Conclusion and Next Steps
Decision: Hold
Rationale: Peptic ulcer perforation is a surgical emergency where prokinetic agents are mechanistically contraindicated, not therapeutic. The TxGNN high-confidence prediction (99.94%) is assessed as a knowledge graph false positive driven by GI node proximity, not clinical evidence. There are no registered trials, and the 2 available publications do not address this indication at all. Simultaneously, Cisapride’s QT prolongation safety profile and global market withdrawal status present significant barriers to any repurposing programme without a robust cardiac safety management plan.

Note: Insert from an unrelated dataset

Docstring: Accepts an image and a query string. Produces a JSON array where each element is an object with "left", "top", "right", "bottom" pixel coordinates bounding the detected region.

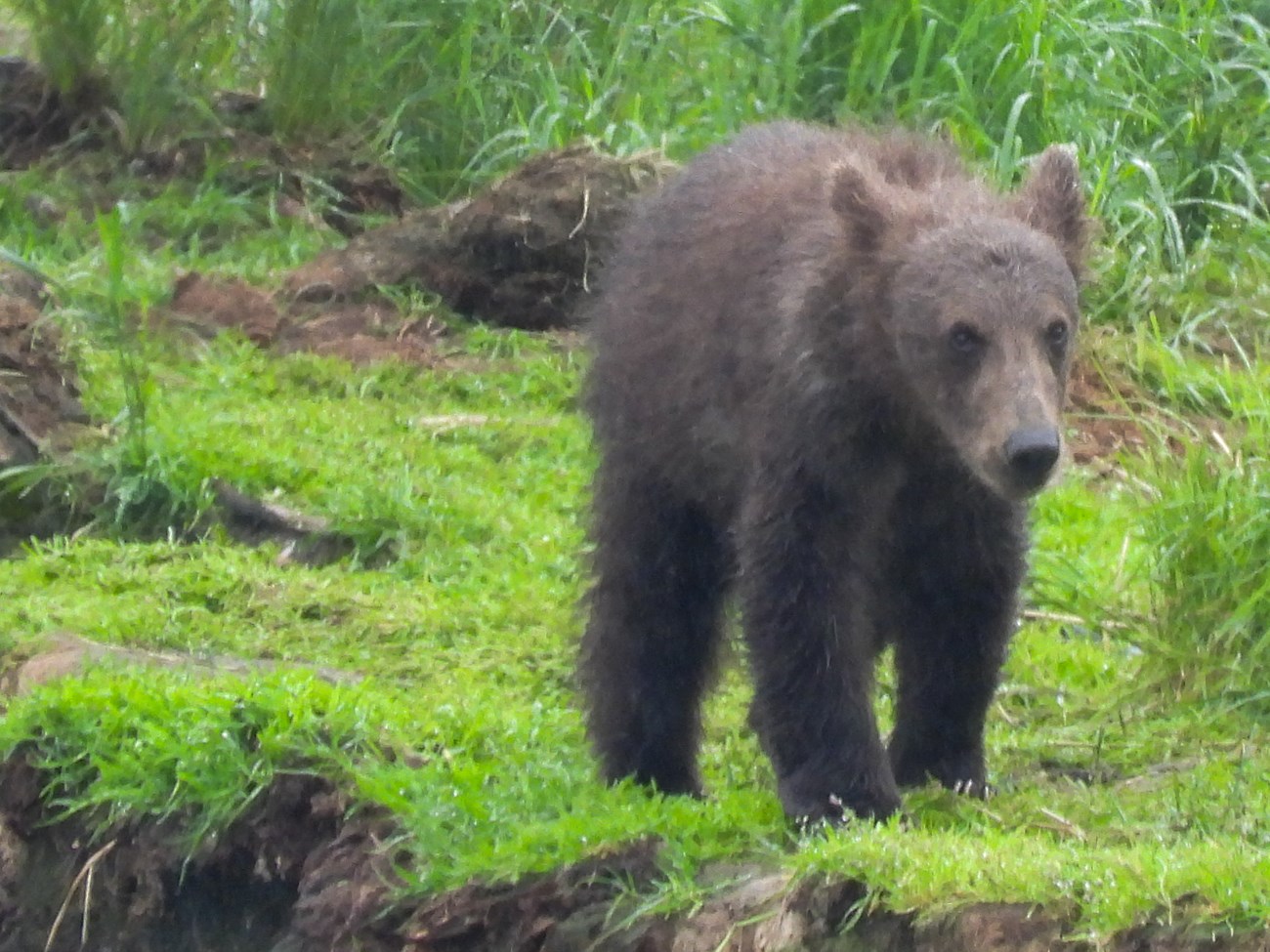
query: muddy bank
[{"left": 0, "top": 756, "right": 1270, "bottom": 952}]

To proceed further, the following is needed:
- Mechanistic data: Obtain full MOA profile via DrugBank API (DB00604) to resolve Data Gap DG002
- Regulatory label: Retrieve CDSCO / TFDA package insert PDFs to obtain formal warnings and contraindications (Data Gap DG001)
- Indication re-prioritisation: Consider redirecting analysis to the Rank 3 candidate, Gastric Ulcer Disease (Evidence Level L2; multiple RCTs including PMID 7732330, 8409300, 1823066), which carries a genuine mechanistic rationale (prokinesis reducing bile reflux and acid contact time) and existing clinical data
- Cardiac safety strategy: Any repurposing pathway for Cisapride must include a formal QT risk management plan given 302 documented interactions and historical market withdrawal
- India market feasibility check: Confirm whether Cisapride can be imported or re-approved under a named-patient or restricted-access programme in India before committing further evaluation resources
Disclaimer
This content is for research purposes only and does not constitute medical advice. Clinical validation is required before any clinical application.